Anna noted his face paled and moved quickly to his side, prepared to stop the child if necessary.

“Here,
Daedi
, this is a nice sunny spot.” Sarah Rose stopped in the corner of the porch, and Anna helped her set the brake. “My grandmother says he’s looking awful white from being inside so much. He can get a tan here.”

He still looked pale, and there were dark circles under his eyes. His left arm and leg still wore casts, but oh, he looked wonderful to her.

“I’m thinking you’re looking a little green around the gills myself,” she told Gideon quietly as Sarah Rose hopped from one foot to the other. It was obvious that the two of them had come outside so that she could burn off some energy.

“Sarah Rose, I think there’s something in that box over there for you,” she told her, gesturing at where it sat in the corner of the porch.

The little girl raced over to it, pulled back the flaps, and out popped the head of the kitten she’d fallen in love with at Anna’s house.

Anna wasn’t sure who was more surprised—Sarah Rose or the kitten. Sarah Rose screamed and clapped her hands. The kitten jumped straight up and when it landed, it ran to Anna and tried scaling her skirts.

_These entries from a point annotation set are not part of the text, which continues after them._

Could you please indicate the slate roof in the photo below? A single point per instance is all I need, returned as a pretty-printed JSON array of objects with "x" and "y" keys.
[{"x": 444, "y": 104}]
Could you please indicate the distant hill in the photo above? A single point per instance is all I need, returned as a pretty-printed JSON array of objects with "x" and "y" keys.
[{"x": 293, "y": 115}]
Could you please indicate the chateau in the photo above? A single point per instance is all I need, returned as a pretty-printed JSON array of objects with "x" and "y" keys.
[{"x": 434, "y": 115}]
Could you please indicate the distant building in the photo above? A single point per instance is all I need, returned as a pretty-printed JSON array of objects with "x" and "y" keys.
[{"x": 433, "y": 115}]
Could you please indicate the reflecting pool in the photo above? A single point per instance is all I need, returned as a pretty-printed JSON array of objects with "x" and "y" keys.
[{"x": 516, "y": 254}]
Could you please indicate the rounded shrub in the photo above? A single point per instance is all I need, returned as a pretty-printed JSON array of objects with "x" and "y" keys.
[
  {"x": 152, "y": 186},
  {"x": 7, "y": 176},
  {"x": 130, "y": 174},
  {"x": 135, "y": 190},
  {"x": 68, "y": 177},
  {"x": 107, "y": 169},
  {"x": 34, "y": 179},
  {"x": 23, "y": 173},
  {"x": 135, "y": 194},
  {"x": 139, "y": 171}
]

Laughing, she disentangled the pet and stroked it until it calmed before handing it to Sarah Rose. “Sit down with her and help her calm down,” she urged.

“Are you talking to my daughter or the kitten?” Gideon asked, leaning back in his chair and watching.

“Can I keep her? Please,
Daedi
, can I keep her?”

“What was this about me deciding things?” he asked Anna, his brow raised in irony.

“See how it feels?” she asked him with a touch of mischief. “I know, I shouldn’t have. But she needs a new home.”

“What’s wrong with the one she has now?”

“Sarah Rose, your
daedi
and I need to talk for a few minutes. I put a carton of milk and a bowl in the box. Do you think you could take her inside and give her some?”

The little girl looked from one to the other. Then she must have decided it would be more fun to feed the kitten. She nodded and scampered off with the kitten slung over her arm, the bowl and milk in her hands. The screen door slammed behind her.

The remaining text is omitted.